You don't have to guess which kind of site you're on. Here's how I check.
Why a JWT decoder can be risky
A JWT isn't encrypted — it's signed. The header and payload are just Base64URL-encoded JSON, so anything that can read the token can read every claim inside it: user id, email, roles, expiry, sometimes more. If the token hasn't expired, it's still usable. A decoder that ships your token off to a backend has, for a moment, a valid credential in its logs.
How to check what a decoder does with your token
Open your browser's dev tools, go to the Network tab, clear it, then paste a token into the decoder. Watch what happens:
- No request fires → the page decoded it in your browser.

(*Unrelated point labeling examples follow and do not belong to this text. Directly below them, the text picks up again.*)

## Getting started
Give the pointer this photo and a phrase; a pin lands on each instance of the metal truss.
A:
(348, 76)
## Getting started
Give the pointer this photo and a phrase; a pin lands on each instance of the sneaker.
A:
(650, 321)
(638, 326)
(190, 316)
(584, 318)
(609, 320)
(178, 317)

Safe.
- A request fires with your token in the URL or POST body → it went to their server.
That's the whole test. It takes about ten seconds and it's the only way to know for sure, regardless of what the marketing copy claims.
You can decode the payload yourself
A JWT is three Base64URL chunks joined by dots: header.payload.signature. The first two are just JSON. You can decode either part with any Base64 tool — no special "JWT" service required:
const [header, payload] = token.split(".");
console.log(JSON.parse(atob(payload.replace(/-/g, "+").replace(/_/g, "/"))));
Once you've seen that it's only Base64, the "send it to our server to decode" sites stop making sense. There's nothing on the server that your browser can't do.
Decode it locally instead
This is exactly why ToolsTray JWT decoder runs entirely in the browser — paste a token, read the claims, and nothing leaves the tab. It's the same convenience as the popular sites without the token ever crossing the network.
Before you paste: never share the signing secret
Reading the payload is safe. Verifying the signature is where people leak the thing that actually matters.
Verifying a JWT needs the signing secret or private key. Never paste that into a website — a secret is far more sensitive than a single token. Verify signatures locally, or in code you control.